Кэрол Мортимер – Christmas with a Billionaire: Billionaire under the Mistletoe / Snowed in with Her Boss / A Diamond for Christmas (страница 1)
Carole Mortimer
Maisey Yates
Joss Wood
Table of Contents
Billionaire under the Mistletoe
‘IT’S A SIMPLE enough request to make, surely, Sally? After all, you are my PA and—Why are you laughing?’
‘Wasn’t I meant to laugh?’
‘Hell, no!’
‘Then you were actually serious when you asked me to have Christmas delivered to your apartment by Friday morning?’
‘Does it look as if I’m joking, Sally?’
‘Oh.’
Sophie had arrived slightly early at Hamilton Tower for her lunch date with her cousin, Sally; she certainly hadn’t intended to find herself standing transfixed in the plush hallway outside her cousin’s office, inadvertently eavesdropping on Sally’s conversation with her boss, Max Hamilton, billionaire CEO of Hamilton Enterprises.
Although she understood Sally’s humour and disbelief: who on earth had Christmas delivered?
The super-rich Max Hamilton, apparently.
As far as Sophie was concerned, Christmas had always been a time of traditions, built up over years and years of family holidays spent together, with decorations kept and treasured by generation after generation.
Obviously, Max Hamilton had missed that particular memo …
Sophie knew from what Sally had told her that her cousin’s boss was something of a workaholic. Just as Sophie also knew, from reading about him in the tabloids, that the man appeared to play as hard as he worked, changing his women as often as he changed his no doubt designer label silk shirts—daily, if not twice a day.
Having seen photographs of him, Sophie wasn’t in the least surprised. Tall, dark and handsome didn’t even begin to describe the thirty-four-year-old owner and CEO of Hamilton Enterprises. With overlong and fashionably tousled dark hair, mesmerising green eyes, high cheekbones, sculptured lips above a strong jaw, he was sex on long, long legs.
He also had the most seductive voice Sophie had ever had the pleasure of listening to—a mixture of molasses and gravel, honey over satin, with just the right hint of husky.
Although the subject of his conversation still seemed slightly bizarre.

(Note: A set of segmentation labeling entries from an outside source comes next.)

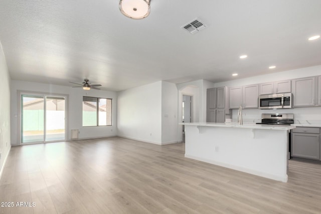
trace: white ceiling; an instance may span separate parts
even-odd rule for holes
[[[12,79],[72,86],[87,78],[117,91],[321,65],[321,39],[307,40],[321,34],[320,0],[151,0],[140,20],[124,16],[118,3],[1,0]],[[196,18],[207,28],[194,35],[181,28]]]

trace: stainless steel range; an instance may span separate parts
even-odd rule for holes
[[[289,126],[294,122],[294,115],[293,114],[262,114],[262,121],[257,124],[264,124],[272,126]],[[291,158],[291,130],[288,131],[288,159]]]
[[[262,114],[262,121],[257,124],[287,125],[294,123],[293,114]]]

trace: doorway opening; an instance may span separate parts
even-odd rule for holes
[[[183,95],[182,103],[182,121],[183,123],[192,122],[192,107],[193,96]],[[185,142],[185,126],[183,126],[183,142]]]
[[[65,96],[21,94],[21,143],[66,140]]]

‘I thought you were going skiing this Christmas, as usual?’ Sally prompted uncertainly now, as she obviously realised her boss wasn’t joking, after all.
‘I was. Notice the past tense.’ Max Hamilton sighed, showing his irritation. ‘My sister and her husband are having marital problems, and she telephoned me last night to say she thinks it’s a good idea for her to join me in England for Christmas this year, along with my five-year-old niece, Amy.’
Ah, that explained part of his dilemma.
But not all of it.
Having Christmas delivered just seemed … Well, it was just wrong.